EU climate commissioner Wopke Hoekstra on Thursday defended the bloc’s record. “If you zoom out, you can find that we continue to be amongst the absolutely most ambitious on the global stage,” he said.
The U.N. had urged countries to bring updated climate plans to its General Assembly next week, in a bid to revive global momentum to tackle climate change.
That momentum has been hit by President Donald Trump rolling back U.S. climate commitments, and governments struggling to balance environmental protection with economic and geopolitical challenges.
The EU had planned to agree new climate targets for both 2040 and 2035 this month. But countries – including Germany, France and Poland – demanded government leaders first discuss the 2040 goal at a summit in October, derailing talks on both targets.
“The EU has always taken these decisions after massive debates. It was never an easy subject. We must be careful not to split the EU further over climate policies,” Germany’s climate state secretary Jochen Flasbarth said, adding that this was true in particular for poorer Eastern European nations.
As a fallback, EU ministers will try on Thursday to agree a “statement of intent” outlining what climate goal the EU eventually hopes to approve.
A draft of the statement, previously reported by Reuters, said the EU would try to agree anemissions reduction target of between 66.3% and 72.5% by 2035.
It said the EU would still aim to submit a final 2035 target before COP30 in November – where nearly 200 countries will negotiate their next steps to address global warming.
“It is hard for us to require the others, our international partners, to do the same if we don’t deliver ourselves,” Finnish climate minister Sari Multala said.
EU COUNTRIES DIVIDED
Traditionally, the EU has pushed for ambitious global climate deals, citing its own policies – which are among the world’s most ambitious – as proof it was leading by example.
But rising concerns over the cost of climate measures and pressure to boost defence and industrial spending have triggered pushback from some member states.

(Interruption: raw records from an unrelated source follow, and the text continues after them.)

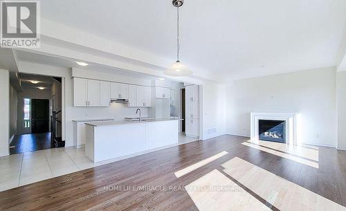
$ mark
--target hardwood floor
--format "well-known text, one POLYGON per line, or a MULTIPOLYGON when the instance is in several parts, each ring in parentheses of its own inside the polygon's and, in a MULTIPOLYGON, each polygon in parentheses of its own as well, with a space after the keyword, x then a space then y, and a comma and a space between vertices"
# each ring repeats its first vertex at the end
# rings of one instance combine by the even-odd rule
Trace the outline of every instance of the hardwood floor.
MULTIPOLYGON (((265 152, 264 147, 260 150, 242 144, 248 140, 245 137, 222 136, 196 141, 1 192, 0 210, 212 210, 208 208, 210 205, 206 203, 209 202, 207 199, 210 197, 210 200, 216 199, 217 202, 218 198, 223 199, 226 204, 224 208, 227 210, 228 204, 235 205, 233 203, 239 201, 237 197, 242 193, 242 197, 249 199, 248 205, 253 203, 253 205, 262 204, 264 207, 255 207, 257 209, 248 206, 248 210, 278 210, 281 205, 264 196, 271 187, 278 188, 277 183, 280 183, 280 188, 291 187, 286 187, 288 192, 293 190, 302 196, 317 197, 316 203, 316 203, 315 206, 319 201, 327 201, 344 206, 335 210, 345 210, 345 152, 311 147, 311 150, 318 150, 316 167, 265 152), (223 152, 227 153, 216 159, 210 158, 223 152), (187 168, 194 164, 196 166, 197 163, 202 164, 192 169, 187 168), (182 169, 192 172, 177 178, 174 173, 182 169), (254 177, 256 180, 251 181, 254 177), (239 187, 239 194, 233 192, 233 198, 225 198, 227 194, 211 196, 207 192, 196 193, 183 189, 204 184, 213 178, 219 178, 214 179, 215 184, 239 187)), ((303 155, 299 154, 300 158, 303 155)), ((280 193, 277 197, 284 199, 280 193)), ((291 201, 286 203, 298 204, 300 197, 291 195, 291 201)), ((321 208, 316 210, 325 210, 321 208)), ((295 206, 291 210, 300 210, 295 206)), ((300 210, 306 210, 300 208, 300 210)))
POLYGON ((51 148, 51 133, 15 136, 10 148, 11 154, 51 148))

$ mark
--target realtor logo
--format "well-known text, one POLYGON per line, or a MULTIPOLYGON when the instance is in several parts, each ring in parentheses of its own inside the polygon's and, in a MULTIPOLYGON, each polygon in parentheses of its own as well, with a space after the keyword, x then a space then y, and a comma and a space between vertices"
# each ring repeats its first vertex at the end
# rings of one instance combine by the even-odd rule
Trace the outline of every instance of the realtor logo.
POLYGON ((1 1, 0 45, 5 48, 39 48, 38 1, 1 1))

“It is a difficult time we are living in. There is war on our continent… While you’re meeting your ambitious climate target, you also have to have a concern for your industrial base,” said Danish climate minister Lars Aagaard, who will chair Thursday’s meeting of EU climate ministers.
EU countries are at odds over the European Commission’s proposal for a 2040 climate target to cut net greenhouse gas emissions by 90%.
The Czech Republic and Italy are among those who have opposed this goal. They also want to weaken existing EU climate policies they say hurt industries, including the bloc’s 2035 ban on new CO2-emitting cars.
Other governments, including Spain and Denmark, support stronger climate action, citing the severe heatwaves and wildfires which blaze across Europe each summer – and the need to reduce reliance on imported fossil fuels.